A Belated Tribute To Martin Luther King
One of my somewhat regular commenters – critic, that is – rightly chastised me for not writing about Martin Luther King on his national holiday. I am humbled by my lapse. But it is not too late to correct that oversight. So, I shall.
My perspective on King is somewhat unique from most people for two reasons. I lived and was politically active during the years of King’s crusades – and in Chicago where he brought his crusade. That was the first northern city to which he brought his civil rights crusade. He chose the Windy City because it was regarded as both the most Democrat city in America and the most racist. After being hit by a rock, King declared that “Mississippi could learn hatred from Chicago.”
I witnessed the rioting and arson that exploded on the City’s segregated southside. King in life and death had pulled the curtains down to expose the inner workings of urban racism.
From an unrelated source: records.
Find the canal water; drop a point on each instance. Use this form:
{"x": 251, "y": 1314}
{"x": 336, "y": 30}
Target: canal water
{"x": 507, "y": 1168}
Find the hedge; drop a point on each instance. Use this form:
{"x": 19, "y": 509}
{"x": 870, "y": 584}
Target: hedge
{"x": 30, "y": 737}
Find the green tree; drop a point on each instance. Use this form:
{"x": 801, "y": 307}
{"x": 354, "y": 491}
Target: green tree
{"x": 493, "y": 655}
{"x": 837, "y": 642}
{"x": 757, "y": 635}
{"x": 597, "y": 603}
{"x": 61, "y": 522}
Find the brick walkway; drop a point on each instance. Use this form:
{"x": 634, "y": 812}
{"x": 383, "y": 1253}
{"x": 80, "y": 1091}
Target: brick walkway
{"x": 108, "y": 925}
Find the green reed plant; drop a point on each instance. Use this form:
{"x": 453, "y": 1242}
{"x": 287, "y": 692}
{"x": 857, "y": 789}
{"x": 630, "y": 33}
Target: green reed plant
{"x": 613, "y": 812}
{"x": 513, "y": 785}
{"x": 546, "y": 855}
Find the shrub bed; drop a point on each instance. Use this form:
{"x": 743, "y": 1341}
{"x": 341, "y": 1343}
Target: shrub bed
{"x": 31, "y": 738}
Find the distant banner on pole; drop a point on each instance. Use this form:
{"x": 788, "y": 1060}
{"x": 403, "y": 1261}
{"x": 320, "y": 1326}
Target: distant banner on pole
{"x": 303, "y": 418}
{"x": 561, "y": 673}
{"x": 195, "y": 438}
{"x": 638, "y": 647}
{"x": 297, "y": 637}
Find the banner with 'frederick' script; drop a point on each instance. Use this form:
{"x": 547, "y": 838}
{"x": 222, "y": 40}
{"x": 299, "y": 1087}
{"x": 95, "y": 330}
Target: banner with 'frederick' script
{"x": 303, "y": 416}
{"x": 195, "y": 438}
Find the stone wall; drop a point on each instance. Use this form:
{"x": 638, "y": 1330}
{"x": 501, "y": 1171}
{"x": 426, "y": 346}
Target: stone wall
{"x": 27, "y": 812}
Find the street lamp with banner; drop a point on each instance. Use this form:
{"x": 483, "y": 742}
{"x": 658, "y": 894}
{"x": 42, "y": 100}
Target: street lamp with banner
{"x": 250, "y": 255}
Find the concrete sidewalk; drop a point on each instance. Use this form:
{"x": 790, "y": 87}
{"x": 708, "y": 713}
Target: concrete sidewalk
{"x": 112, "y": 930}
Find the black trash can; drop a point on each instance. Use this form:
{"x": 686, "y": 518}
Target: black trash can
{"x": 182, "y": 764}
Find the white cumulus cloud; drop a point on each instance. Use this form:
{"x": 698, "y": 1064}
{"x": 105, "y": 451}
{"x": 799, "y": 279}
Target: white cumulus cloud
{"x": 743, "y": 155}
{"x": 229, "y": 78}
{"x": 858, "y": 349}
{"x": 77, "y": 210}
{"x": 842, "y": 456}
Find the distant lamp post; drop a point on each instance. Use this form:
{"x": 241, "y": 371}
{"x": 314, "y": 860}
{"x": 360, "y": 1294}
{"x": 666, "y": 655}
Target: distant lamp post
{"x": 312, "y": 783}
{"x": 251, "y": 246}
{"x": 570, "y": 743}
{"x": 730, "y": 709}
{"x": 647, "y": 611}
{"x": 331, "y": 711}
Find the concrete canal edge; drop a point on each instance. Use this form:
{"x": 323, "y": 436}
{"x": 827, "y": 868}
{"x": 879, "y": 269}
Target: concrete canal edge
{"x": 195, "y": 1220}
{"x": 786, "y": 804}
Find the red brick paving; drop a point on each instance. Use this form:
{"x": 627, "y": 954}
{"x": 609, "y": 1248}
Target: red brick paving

Some wonder why I so frequently point to the urban racism of the big city Democrat political machines. Actually, King is the reason. They say I keep bringing up the past, but not so. The same institutional racism I witnessed in the 1960s can still be seen today in the same segregated communities with the same deprivations of education, employment, housing, and safety.
King played a role in inspiring my life-long dedication to civil rights activism.
The second reason my perspective is unique is that I have spent the better part of a decade writing a yet unfinished manuscript on the history of Democratic Party racism. I did a lot of research on King. He always eschewed violence. He never promoted blacks as a race or a tribe – but fought for all Americans, black and white, to be treated as individuals regardless of skin color.
I was not motivated by my conservative Republican principles to fight against racism in my hometown – or to author a book chronicling the long sad history of Democratic Party racism. It was those events I witnessed — and about which I learned through people like King — that repelled me from participation in the Democratic Party.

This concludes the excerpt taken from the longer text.